Por: Amanda Paganini e Carol Dias.

No coração de São Paulo, especificamente na República e na Santa Cecília, abriga narrativas entrelaçadas de comida, memória e renovação. No centro da cidade, onde as calçadas misturam perfume de flores, cheiro de pastel frito e vento que se espraia na madrugada, ressurgia o diálogo entre o antigo e o novo, marcado, de forma exemplar, por locais como La Casserole e Bar Moela.
La Casserole: tradição que resiste
Fundado em 1954 por Roger e Fortunée Henry, La Casserole acolhe há quase sete décadas em sua fachada clássica no Largo do Arouche, em frente ao Mercado de Flores, um pedaço de Paris em pleno centro de São Paulo. Nem tudo é pedra ou nostalgia: o restaurante, sob comando da família Henry, mantém viva a alma francesa dos fundadores, mas dialoga com o presente. “O clássico sempre atual”, como diz Leo Henry, traduz a fidelidade aos pratos herdados (o pato ao molho de laranja, o coelho ao molho de ameixas) e ao ritual de finalizar pratos à mesa, filés em panelas de cobre, linguado, pernil de cordeiro fatiado, salmão defumado, ao mesmo tempo em que abre espaço para inovações.

Em 2024, ao celebrar seus 70 anos, La Casserole lançou uma série de novidades: vinhos comemorativos, menu degustação com chefs convidados, eventos culturais que entrelaçam artes plásticas, música e gastronomia, um baile de máscaras será a cereja do bolo. Essa postura mostra como a casa é mais do que um restaurante: é um ponto de referência na revitalização cultural do Centro.
Bar Moela: o novo boteco com raízes

Contrastando com La Casserole, o Bar Moela é uma aposta recente, aberto em 2020 em Santa Cecília. Mas sua chegada promete mudar o ritmo do circuito de botequins paulistanos. O Moela trouxe de volta uma intimidade que parece se perder nos bares mais recentes: mesas na calçada, petiscos ousados e inventivos, cerveja gelada, conversa compartilhada, uma atmosfera que mistura o informal e o gourmet.
Nos últimos meses, a casa passou por reformas, calçada revitalizada, piso novo, adição de banheiro, ampliação da cozinha, para comportar melhor o público crescente. O cardápio tem bolinhos variados (o de carne com tutano, bolovo de cordeiro desfiado etc.), porções frias como vinagrete de feijão-fradinho, drinks criativos e aquela juventude que quer sabor sem formalidades.
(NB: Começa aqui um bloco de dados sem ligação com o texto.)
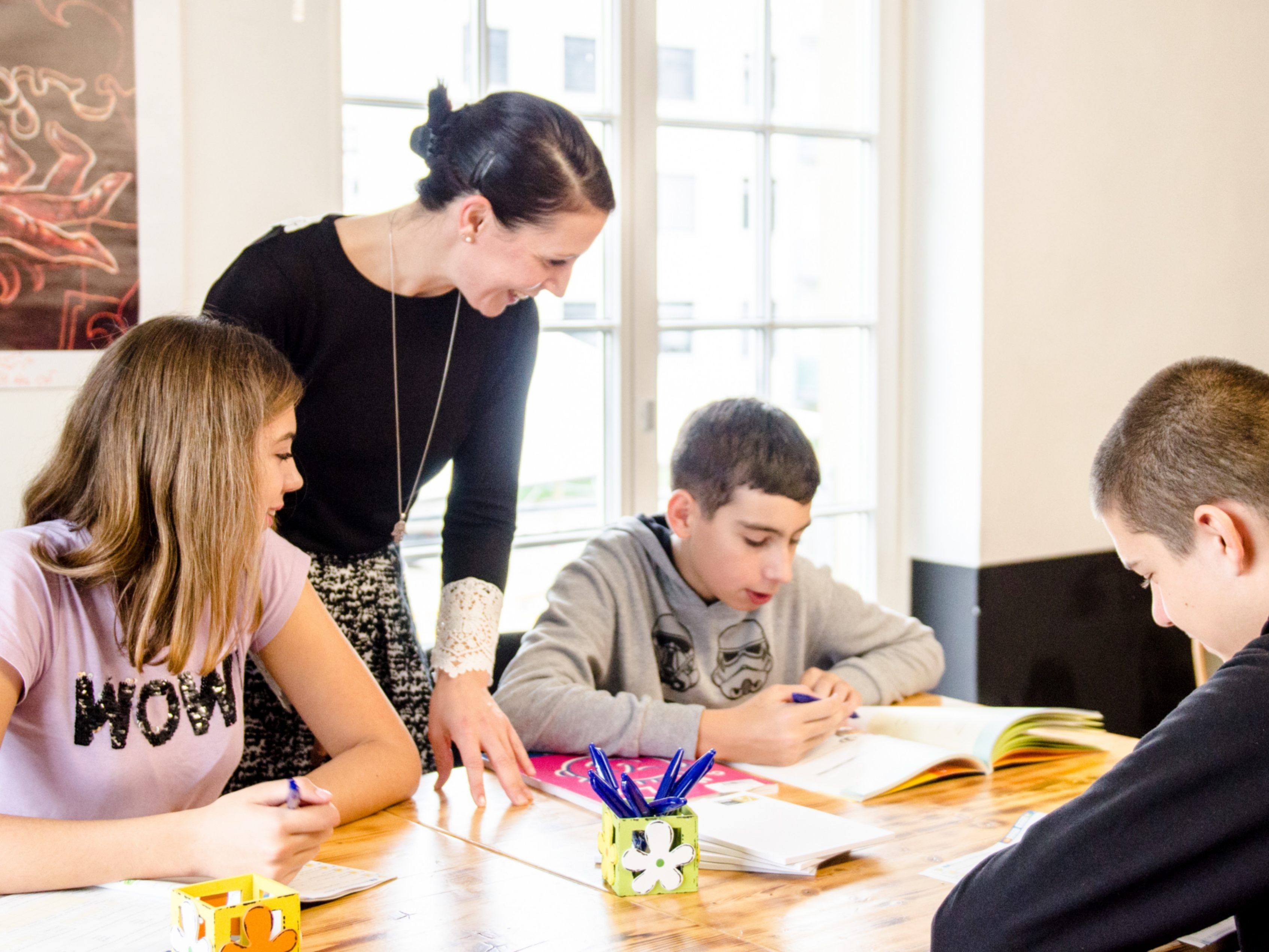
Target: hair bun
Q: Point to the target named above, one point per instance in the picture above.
(421, 140)
(440, 111)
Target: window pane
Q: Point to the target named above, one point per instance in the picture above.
(822, 235)
(707, 235)
(693, 369)
(586, 297)
(380, 170)
(398, 49)
(823, 379)
(563, 463)
(823, 64)
(556, 49)
(710, 58)
(844, 544)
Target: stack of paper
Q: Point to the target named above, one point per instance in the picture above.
(135, 916)
(894, 748)
(759, 834)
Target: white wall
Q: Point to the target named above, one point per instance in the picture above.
(1125, 225)
(238, 127)
(943, 277)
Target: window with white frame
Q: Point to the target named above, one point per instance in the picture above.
(766, 243)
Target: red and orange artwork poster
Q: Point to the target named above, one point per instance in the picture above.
(68, 175)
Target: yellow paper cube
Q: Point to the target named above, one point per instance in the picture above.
(242, 912)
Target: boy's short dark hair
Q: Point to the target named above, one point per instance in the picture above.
(743, 442)
(1197, 433)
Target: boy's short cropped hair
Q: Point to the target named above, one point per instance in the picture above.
(1196, 433)
(743, 442)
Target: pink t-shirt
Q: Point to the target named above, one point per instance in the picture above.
(93, 738)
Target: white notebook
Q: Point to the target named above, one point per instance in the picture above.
(778, 833)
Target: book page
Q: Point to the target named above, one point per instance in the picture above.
(861, 766)
(780, 832)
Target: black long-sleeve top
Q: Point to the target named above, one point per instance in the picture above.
(297, 287)
(1173, 840)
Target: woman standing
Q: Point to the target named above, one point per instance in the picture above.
(385, 318)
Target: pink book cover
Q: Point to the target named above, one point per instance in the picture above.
(565, 776)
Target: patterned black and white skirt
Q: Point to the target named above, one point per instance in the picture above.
(366, 596)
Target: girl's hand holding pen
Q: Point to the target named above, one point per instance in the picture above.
(248, 831)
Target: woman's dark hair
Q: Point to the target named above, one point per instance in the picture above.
(531, 158)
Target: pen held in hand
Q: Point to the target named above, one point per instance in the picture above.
(800, 698)
(672, 776)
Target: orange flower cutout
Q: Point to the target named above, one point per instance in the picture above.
(257, 926)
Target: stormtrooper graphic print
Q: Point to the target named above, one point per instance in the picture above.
(744, 659)
(676, 658)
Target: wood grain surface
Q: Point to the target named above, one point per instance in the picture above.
(453, 895)
(874, 900)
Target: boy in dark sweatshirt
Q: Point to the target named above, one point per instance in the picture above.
(696, 628)
(1175, 837)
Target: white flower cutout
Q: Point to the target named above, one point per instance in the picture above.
(659, 864)
(185, 937)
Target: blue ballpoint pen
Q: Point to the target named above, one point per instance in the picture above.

Centro, renovação e cultura viva
O que une La Casserole e Bar Moela, além de pertencerem geograficamente ao Centro, é o papel que assumem na pulsação urbana: preservação e reinvenção. São Paulo, especialmente seu centro, vive uma tensão: abandono, migração de moradores e de negócios, insegurança, mas também movimentos ativos de revitalização, de fachadas, calçadas, ruas, oferta cultural e gastronômica.
Locais como La Casserole servem de monumentos vivos; resistem aos ventos do tempo não como máquinas de nostalgia, mas como instituições que se atualizam. Já estabelecimentos como o Moela demonstram que há espaço para novos hábitos, para a reinvenção da botecagem, para que o centro seja lugar de encontro, festa, sabor e convívio.
Essa revitalização passa pelos detalhes: calçadas arrumadas, iluminação pensada, serviço atento, bairros seguros o suficiente para que se chegue com alegria, não com desconfiança. E, claro, por uma cultura que valoriza identidade: culinária que conta quem somos, que acolhe quem veio de fora e quem sempre viveu ali.

O sabor da continuidade
Num prato de coelho ou no peito generoso de cordeiro fatiado à mesa, no bolinho crocante servido ao entardecer, está contida uma narrativa: de famílias que cozinham histórias, de ruas que guardam ecos de risos antigos, de jovens que reimaginam o bar como espaço de pertencimento.
La Casserole e Bar Moela, cada um ao seu modo, são espelhos: um do passado que permanece, outro do presente que ousa reinventar. Juntos, mostram que culinária antiga e nova podem coexistir e impulsionar a transformação, não só dos cardápios, mas das cidades, dos bairros, das memórias. E que no Centro de São Paulo há mais vida do que muitos veem, há sabor, história e futuro.